|Grim Reaper at Lincoln City|
I've thought a lot about death. Not what comes after. There's no point in thinking about that. This doesn't keep my children from constantly arguing about it, however. While other people's kids fight over the remote control, mine come to blows over the afterlife. We had another round just this Tuesday, as a matter of fact. Blue: nothing. Coyote: heaven. Blue: nothing. Coyote: god.
Actually, I have thought about what comes after death, a pointless exercise or not. I just can't help myself.

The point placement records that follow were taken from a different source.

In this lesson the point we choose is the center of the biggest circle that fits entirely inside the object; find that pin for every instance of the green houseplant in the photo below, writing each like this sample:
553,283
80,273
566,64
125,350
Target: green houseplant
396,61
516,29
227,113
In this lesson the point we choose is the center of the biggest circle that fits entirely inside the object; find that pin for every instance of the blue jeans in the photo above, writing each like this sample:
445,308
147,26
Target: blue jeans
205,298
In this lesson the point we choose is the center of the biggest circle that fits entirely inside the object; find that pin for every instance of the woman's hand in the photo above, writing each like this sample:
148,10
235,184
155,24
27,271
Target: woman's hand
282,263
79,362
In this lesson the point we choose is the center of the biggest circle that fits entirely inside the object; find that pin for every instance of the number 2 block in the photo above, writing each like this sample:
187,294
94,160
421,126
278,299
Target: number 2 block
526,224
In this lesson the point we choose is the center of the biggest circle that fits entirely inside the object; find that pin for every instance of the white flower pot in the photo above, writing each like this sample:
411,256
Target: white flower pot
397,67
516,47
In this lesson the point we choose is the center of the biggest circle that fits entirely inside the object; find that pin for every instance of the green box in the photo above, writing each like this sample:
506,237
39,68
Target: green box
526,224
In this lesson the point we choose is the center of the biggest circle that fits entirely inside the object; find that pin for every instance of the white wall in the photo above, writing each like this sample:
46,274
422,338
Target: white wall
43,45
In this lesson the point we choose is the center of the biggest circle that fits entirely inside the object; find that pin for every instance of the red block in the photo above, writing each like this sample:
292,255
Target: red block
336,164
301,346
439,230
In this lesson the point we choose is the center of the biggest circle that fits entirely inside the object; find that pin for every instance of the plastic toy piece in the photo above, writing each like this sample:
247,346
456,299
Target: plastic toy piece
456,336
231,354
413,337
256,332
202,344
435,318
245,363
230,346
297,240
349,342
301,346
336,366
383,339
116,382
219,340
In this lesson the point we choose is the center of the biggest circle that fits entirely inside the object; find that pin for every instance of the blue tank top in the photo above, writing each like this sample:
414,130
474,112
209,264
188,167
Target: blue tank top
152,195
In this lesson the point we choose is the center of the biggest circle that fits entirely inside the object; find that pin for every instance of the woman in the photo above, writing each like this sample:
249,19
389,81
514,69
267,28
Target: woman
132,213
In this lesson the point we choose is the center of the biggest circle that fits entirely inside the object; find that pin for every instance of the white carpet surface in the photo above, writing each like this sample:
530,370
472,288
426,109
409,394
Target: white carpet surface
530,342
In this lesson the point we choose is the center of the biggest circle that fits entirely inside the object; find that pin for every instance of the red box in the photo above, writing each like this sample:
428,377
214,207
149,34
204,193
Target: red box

And I've thought about how I'll die. Usually, what happens is, I get a runny nose. And my differential goes like this: Lou Gehrig's? Ebola? Alzheimers? Cancer? pre-cancer? I can usually talk myself down to "cold" but it might take an hour or two. Maybe it will be an industrial accident and that's why I don't want to go to work. Anyway, thinking about how I'll die is also kind of pointless. Thinking itself seems kind of pointless, frankly. But that never seems to stop me for doing it, and doing it too much. Perhaps THAT's what makes people go cross-eyed.
But back to death, I think lots of other pointless and ineffectual things about death. Such as how come we seem so opposed? Why do we keep making it legally impossible? Between the FAA and dragged out death scenes that go on for years, and sometimes decades, it seems the one thing we Americans can't tolerate is death.
And also, I think about why death exists at all.
|Maiden, Mother, Crone|
I can think a lot of things about a lot of topics, as you can probably tell, but sometimes after thinking about something, reasoning it out, coming to logical conclusions (I did get a 4.0 in Logic) or not so logical, the truth of what I've thought-out will wash over me as an emotional/spiritual wave. And I'll suddenly get it, like a religious experience: oh my god! That's true! And I'll feel it all over, in all my buzzing little cells.
|Death of a Ruddy Duck Pinata.|
And I feel it. I stretch out on my spring dirt. I make full-body contact with it. I lay in my garden rows, and I feel that dirt all along me. And that glorious death. A riot of death. A hootenanny of death. A bosom of death. Ahhh... bury me alive... in all this death...but leave a little air hole for now.